Mixing paints is simple if you understand how pigments work.
|Fallow field, 12X16, oil on canvasboard, available.
In theory, you can paint with just four pigments: red, blue, yellow and white. For beginning painters this is sometimes a good idea, because it’s the fastest way to learn color management. It simplifies the thought process so you have only one decision to make at a time, and it is easier to get a more unified color scheme.
But there is a limiting factor, and that’s the impurity of pigments. They all have overtones that muddy them up in certain mixes. That’s why your local paint dealer uses many, many more pigments than just red, blue, and yellow.
Claude Monet’s palette shifted over time, but included these paints:
- Chrome yellow
- Cadmium yellow
- Viridian green
- Emerald green
- French ultramarine
- Cobalt blue
- Madder red
- Vermilion (red)
- Flake white
- Ivory black (before 1886)
These are sets of paired pigments. That means he has a warm and a cool of each color, plus black and white.
The distinction between warm and cool colors has been important in painting since the Impressionists. Warm colors are said to be hues from red through yellow and cool colors are said to be the hues from green through violet. Each hue around the color wheel also has a warm and a cool version.
There’s no factual hot or cold point because this is just a poetic description that works. Much of what we believe about the psychology of color is hocus-pocus, based on the teachings of 19th century cult leader Madame Blavatsky. However, it’s true that if the light is what we call “warm,” the shadows are what we call “cool,” and vice versa.
|Paired primaries are simply warm and cool versions of each color.
When we say that lemon yellow is cooler than cadmium yellow deep, we mean that if you are trying to mix a greenish yellow, you’ll get a clearer shade with the lemon than you will with the cadmium yellow deep. The warm-cool language is just a convenient way of saying that.
Different pigments may look the same when squeezed out of the tube, but there the similarity ends. Pigments are impure, and you have to learn and work around those impurities.
To better understand color space, watch Gamblin’s excellent video on the subject, here.
Three blues that look similar out of the tube, but behave very differently. The ‘glaze’ on the left is the undertone. Courtesy Gamblin paints.
Mass tone is the color a pigment is straight out of the tube, dense and unmixed with another color. No real-world pigment, however, is as pure as a color on a video screen. While two pigments may look the same to the naked eye, their behavior when mixed can be radically different.
Undertone is the color revealed when a paint is spread thin enough that light bounces back up from the substrate. Some pigments are fairly consistent when moving from mass tone to undertone. Others have significant color shifts. Not understanding those undertones tones can lead to muddy mixes.
Ultramarine, Prussian and phthalo blue are colors that shift radically from mass tone to undertone. They’re all so dark out of the tube that their differences aren’t apparent to the naked eye. But dilute them, and you’ll find a wide range of blues.
Cadmium Red Hue is usually made with napthol red and a little white. They mix very differently, which is why the hue is a bad substitute for the real pigment. (In its own right, napthol is a fine red, however.) Courtesy Gamblin paints.
Undertones are why buying “hues” instead of pure pigments can be such bad value.
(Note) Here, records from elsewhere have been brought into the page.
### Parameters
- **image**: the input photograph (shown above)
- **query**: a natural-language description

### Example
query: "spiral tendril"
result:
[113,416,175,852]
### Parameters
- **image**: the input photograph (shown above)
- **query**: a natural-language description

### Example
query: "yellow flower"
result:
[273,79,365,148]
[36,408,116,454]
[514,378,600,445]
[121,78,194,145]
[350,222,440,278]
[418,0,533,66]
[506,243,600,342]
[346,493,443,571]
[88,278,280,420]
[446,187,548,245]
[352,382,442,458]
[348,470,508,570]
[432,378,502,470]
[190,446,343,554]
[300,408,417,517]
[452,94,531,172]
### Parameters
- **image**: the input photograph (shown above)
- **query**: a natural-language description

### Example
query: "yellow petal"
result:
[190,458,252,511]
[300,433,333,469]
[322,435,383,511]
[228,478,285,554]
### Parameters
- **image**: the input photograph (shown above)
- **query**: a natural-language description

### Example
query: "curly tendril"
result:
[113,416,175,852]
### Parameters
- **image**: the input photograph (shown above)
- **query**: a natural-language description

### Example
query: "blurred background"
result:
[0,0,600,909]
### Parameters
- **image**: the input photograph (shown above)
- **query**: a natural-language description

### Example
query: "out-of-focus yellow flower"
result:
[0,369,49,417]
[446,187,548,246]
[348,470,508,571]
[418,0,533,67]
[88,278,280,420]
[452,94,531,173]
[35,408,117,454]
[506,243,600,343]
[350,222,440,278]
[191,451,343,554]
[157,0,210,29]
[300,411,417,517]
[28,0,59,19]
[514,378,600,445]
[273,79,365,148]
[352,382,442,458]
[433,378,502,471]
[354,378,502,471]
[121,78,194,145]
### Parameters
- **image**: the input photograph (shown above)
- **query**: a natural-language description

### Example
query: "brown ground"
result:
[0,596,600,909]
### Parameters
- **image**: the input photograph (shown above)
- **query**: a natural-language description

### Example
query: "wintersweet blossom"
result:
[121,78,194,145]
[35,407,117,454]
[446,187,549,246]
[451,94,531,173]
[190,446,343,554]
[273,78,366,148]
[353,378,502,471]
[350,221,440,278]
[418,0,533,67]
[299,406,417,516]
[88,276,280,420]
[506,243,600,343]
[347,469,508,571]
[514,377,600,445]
Take, for example, cadmium red hue, which is usually a napthol red with a small amount of white added. Out of the tube, the two paints are indistinguishable, but they mix very differently.
To see a pigment’s mass tone, put a small dab of paint on a smooth white board or glass palette and draw it down with a knife, creating a uniform, solid stripe that completely obscures the painting surface.
To see the undertone, draw the sample down again so it is translucent. You should be able to see minute variations in the color, and in the covering power.